It’s amazing how space and time can suddenly collapse. Now I want to head back to Blue Rapids to visit Tom and Lori again — her cousin, Chod Hedinger, also is a photographer and a volunteer at Konza Prairie. He took me on a wonderful tour while I was there. I’ve not spent much time in post rock country. although I’ve seen a few. I need to do that, too!
My gosh, it’s a small world. That’s part of what makes story-telling so much fun. You never know what unexpected connections will be made.
Oh, good grief. i got so excited I forgot to close my tag. You can do that if you’d like. 🙂
Jerry Stump emailed me this morning for edits to my piece. The photo was shot by Tom Parker! A friend of his, too.
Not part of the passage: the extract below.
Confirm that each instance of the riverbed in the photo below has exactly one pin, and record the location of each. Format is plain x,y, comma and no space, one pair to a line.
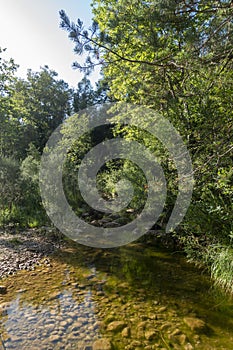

So I went back in, changed the caption, and linked Tom’s website in the paragraph. Jerry said Tom had wanted to get the exact right time, sunrise, when clouds were in the sky.
Next time you’re up this way, maybe you should visit Blue Rapids and Jerry…..
It is indeed. I know Tom Parker. I met him when he photographed me doing a presentation in Blue Rapids a couple years ago. His photography is stunning. Nobody photographs the High Plains like Tom.
I’ll check out the link you supplied. Thank you. And hi cuz!!
My dad grew up on a farm in Nebraska and has so many stories. I keep trying to get him to write them down or record them before he dies and they’re lost. So far, no luck. 😦 I really enjoyed this post. The Midwest is a wonderful part of the country.
janet
He’s not likely to, Janet. He’s probably not a writer. And he needs an audience when he tells them. Not a black box. But you probably have a cell phone. It has a recorder. Next time you visit him, just turn the recorder on without telling him or making it a big deal and say something like, reminded me of that story of….. and get it recorded. Or turn on the recorder when you phone him and put it on speaker. There’s ways to capture those stories.